# Visualisation (Python – seaborn)

## 2. Tasks for you

We will use the same data as above (file *application_train.csv* from *kaggle_home_credit.zip*) but bigger volume of it.

1. Read file *application_train.csv* again and make from it a random sample of 5 000 records.

In [None]:
### Setup
%matplotlib inline
# should enable plotting without explicit call .show()

# Import libraries
import pandas as pd
import numpy as np
import seaborn as sns
import matplotlib.pyplot as plt

# classes for special types
from pandas.api.types import CategoricalDtype

# Apply the default theme, set bigger font
sns.set_theme()

# Reading and adjusting data
K = pd.read_csv("application_train.csv")
K = K.sample(n=5000, axis=0) # random sample of 5000 records
K.columns = K.columns.str.lower() # column names to lowercase

2. Transform data: *data_birth* -> *age*, *days_employed* -> *years_employed*, consider 1 year = 365.25 days. Original data are negative, so transform to positive. If there are any negative values after the transformation, replace them by np.nan.

In [None]:
K["age"] = -K["days_birth"] / 365.25 
K["yrs_employed"] = -K["days_employed"] / 365.25
K["age"] = np.where(K["age"] < 0, np.nan, K["age"]) # cleaning from nonsense values
K["yrs_employed"] = np.where(K["yrs_employed"] < 0, np.nan, K["yrs_employed"]) # cleaning from nonsense values

3. Explore distribution of *age* by ECDF, density estimation, histogram, boxplot:
 - In histogram use bins of 5 years, try to make reasonable boundaries of them (e. g. 20-25 etc., see parameter *bins*).
 - In density estimation, limit the curve to the variable range (see parameter *cut* in *kdeplot*). Try various amount of smoothing.
 - For one graph (no matter which one) do a neat annotation (proper title, axis labels), try to change theme (*set_theme* method), font size (*font_scale* in *set* method), color (find yourself).

In [None]:
g = sns.displot(data=K, x="age", kind="ecdf")
g = sns.displot(data=K, x="age", kind="kde", cut=0, bw_adjust=0.8)
g = sns.catplot(data=K, y="age", kind="box")
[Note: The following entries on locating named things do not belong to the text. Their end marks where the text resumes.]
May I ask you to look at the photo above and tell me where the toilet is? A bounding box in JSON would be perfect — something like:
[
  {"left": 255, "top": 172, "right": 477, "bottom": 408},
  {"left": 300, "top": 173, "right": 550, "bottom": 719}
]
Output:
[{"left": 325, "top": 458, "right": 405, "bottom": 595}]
sns.set_theme(style="whitegrid") # changing theme
g = sns.displot(data=K, x="age", bins=range(20, 75, 5), color="green") \
 .set_axis_labels("Age [years]", "Count") \
 .set(title="Distribution of applicants' age")
sns.set_theme() # changing theme back

4. Is distribution of *age* more likely Gaussian-like, or skewed? Does 2-sigma rule hold for it?

In [None]:
# From the histogram the distribution looks like something between uniform and normal distribution,
# i. e. it is close to Gaussian.
# For 2-sigma rule, let's compute the mean and SD ("sigma"):
age_mean = K["age"].mean()
age_std = K["age"].std()
print("Mean age: ", "%.1f" % age_mean)
print("SD age: ", "%.1f" % age_std)
print("Share of record within 2 sigma:", "%.3f" % np.mean(np.abs(K["age"] - age_mean) < 2*age_std))
# Within 2-sigma, there is more than expected part of data

5. Explore distribution of *cnt_fam_members*, consider it like a categorial ordered variable – make frequency table(s) and graphs.

In [None]:
# frequency table(s)
hlp_df = K.groupby("cnt_fam_members").agg(cnt_abs=("sk_id_curr", "count"))
hlp_df["cnt_cum"] = hlp_df["cnt_abs"].cumsum()
hlp_df["cnt_rel"] = hlp_df["cnt_abs"] / sum(hlp_df["cnt_abs"])
hlp_df["cnt_rel_cum"] = hlp_df["cnt_rel"].cumsum()
print(hlp_df)

# graphs
g = sns.displot(data=K, x="cnt_fam_members", discrete=True)
hlp_df["hlp"] = ""
g = sns.displot(data=hlp_df, x="hlp", hue="cnt_fam_members", multiple="stack", weights="cnt_rel")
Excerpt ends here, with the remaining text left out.